Con cuidado, choqué mi vaso de plástico con el suyo para evitar que se derramara una sola gota del preciado líquido. Hice votos para que su próxima visita a Madrid no se hiciera esperar mucho tiempo. Flor me dio las gracias y tomó la palabra.
-Viéndole leer el periódico, me he dado cuenta de que le interesa la política -comenzó diciendo-. Hace mucho tiempo, también me sentía cautivada por ella. Pero, mi capacidad para soportar los engaños y las falsas promesas de los políticos, quedó totalmente agotada. Durante años, politicastros de no importa qué partido, nos han hecho creer que, Venezuela, era el paradigma de país democrático.
-Al amparo de una Constitución y un sistema de partidos políticos en el que dos grandes formaciones se han ido alternando en el gobierno del país -intervine, para demostrarle que estaba pendiente de lo que me decía-. Hasta que la irrupción de Hugo Chávez…
-¡No! ¡No! ¡No siga, por favor! -me interrumpió, Flor, el discurso- No se puede imaginar, Joaquín, el sentimiento de frustración e impotencia que llevo arrastrando al constatar el daño económico que la corrupción política ha causado a mi patria. Hoy, Venezuela, un país con ingentes riquezas, está sumido en la pobreza, y su sistema democrático dañado, de forma irreversible.
-Deberá producirse la regeneración que sea necesaria -dije, para interrumpir el silencio que se había producido entre nosotros-. La democracia es la única que otorga la voz y entrega el poder al pueblo…

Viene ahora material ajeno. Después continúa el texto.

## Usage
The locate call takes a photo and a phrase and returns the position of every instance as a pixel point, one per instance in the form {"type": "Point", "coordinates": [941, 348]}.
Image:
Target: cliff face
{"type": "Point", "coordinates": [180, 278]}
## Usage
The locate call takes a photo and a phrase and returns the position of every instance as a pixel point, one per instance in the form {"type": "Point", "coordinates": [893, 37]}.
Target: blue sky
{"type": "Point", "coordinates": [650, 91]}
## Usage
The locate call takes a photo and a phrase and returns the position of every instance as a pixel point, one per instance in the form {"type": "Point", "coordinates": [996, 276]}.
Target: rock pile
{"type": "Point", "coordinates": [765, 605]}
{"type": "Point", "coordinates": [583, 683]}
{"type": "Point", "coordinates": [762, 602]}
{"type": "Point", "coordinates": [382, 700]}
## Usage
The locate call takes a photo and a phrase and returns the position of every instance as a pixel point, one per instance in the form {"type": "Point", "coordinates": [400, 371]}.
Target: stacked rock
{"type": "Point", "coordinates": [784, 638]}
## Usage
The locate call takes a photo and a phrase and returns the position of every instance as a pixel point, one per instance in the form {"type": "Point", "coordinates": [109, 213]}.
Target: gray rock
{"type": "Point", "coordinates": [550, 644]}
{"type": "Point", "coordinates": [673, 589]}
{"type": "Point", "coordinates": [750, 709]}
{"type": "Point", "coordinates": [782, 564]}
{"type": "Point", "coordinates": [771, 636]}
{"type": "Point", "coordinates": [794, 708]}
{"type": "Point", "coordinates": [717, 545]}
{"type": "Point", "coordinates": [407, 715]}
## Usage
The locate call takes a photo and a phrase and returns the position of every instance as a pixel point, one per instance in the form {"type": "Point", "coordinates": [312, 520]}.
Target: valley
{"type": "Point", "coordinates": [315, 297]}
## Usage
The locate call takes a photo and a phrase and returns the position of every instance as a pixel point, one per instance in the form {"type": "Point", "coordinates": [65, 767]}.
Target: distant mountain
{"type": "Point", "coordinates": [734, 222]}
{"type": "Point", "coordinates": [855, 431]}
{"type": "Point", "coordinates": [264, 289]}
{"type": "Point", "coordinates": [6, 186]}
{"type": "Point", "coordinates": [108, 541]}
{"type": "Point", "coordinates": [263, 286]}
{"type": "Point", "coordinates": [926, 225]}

-¡Siempre y cuando sea para elegir a estadistas capaces y honestos! -intervino, Flor, nuevamente-. Verdaderos hombres de Estado que, prescindiendo de intereses partidarios, tracen las grandes líneas de actuación por las que se tenga que mover Venezuela. Sobre todo, honestidad, a prueba de bomba, en la administración de los recursos. Respeto máximo a todas las naciones del mundo, sin importar su régimen político, para que los venezolanos seamos respetados, en justa reciprocidad.
Flor se revolvió en
su asiento, apoyando su espalda contra la ventanilla para poder mirarme de
frente. Se acercó el vaso con whisky a sus labios y tomó un sorbo, procurando
controlar los trozos de hielo. A continuación me dijo:
-Le confieso que,
teniendo un yerno y unos nietos españoles, así como una hija viviendo en España,
no puedo comprender cómo algunos políticos de mierda, persigan el
enfrentamiento entre nuestros dos países. Fíjese que las faltas de
entendimiento entre los pueblos, son originadas por la actuación, o las
palabras, de los politicastros. Les interesa desviar la atención de los
ciudadanos, ocultando otros problemas que, ellos, no saben resolver. En cambio,
un buen estadista, reclama respeto. Y, si me apura, fomenta el afecto entre sus
gentes ¡Por una simple razón de Estado!
Los últimos tres cuartos de hora, antes de que el piloto anunciara el inicio de la maniobra de descenso hacia Maiquetía, Flor se la pasó haciendo una enfervorizada defensa de todos aquellos aspectos que unían a españoles y venezolanos, quitándole hierro a los defectos de ambos. Por supuesto, hizo valer la acogida, y el futuro, que Venezuela había brindado a cientos de miles de emigrantes, procedentes de todas las Comunidades de España.
Le sobró tiempo para contarme todas las maravillas que había descubierto, durante los dos meses que estuvo viviendo en casa de sus hijos, en Madrid. Se volvió a emocionar, recordando las fiestas de Navidad, Año Nuevo, y la Cabalgata de los Reyes Magos, en compañía de sus nietos.”
Le doy la razón a mi marido. Me parece una anécdota muy tierna, que invita a la reflexión.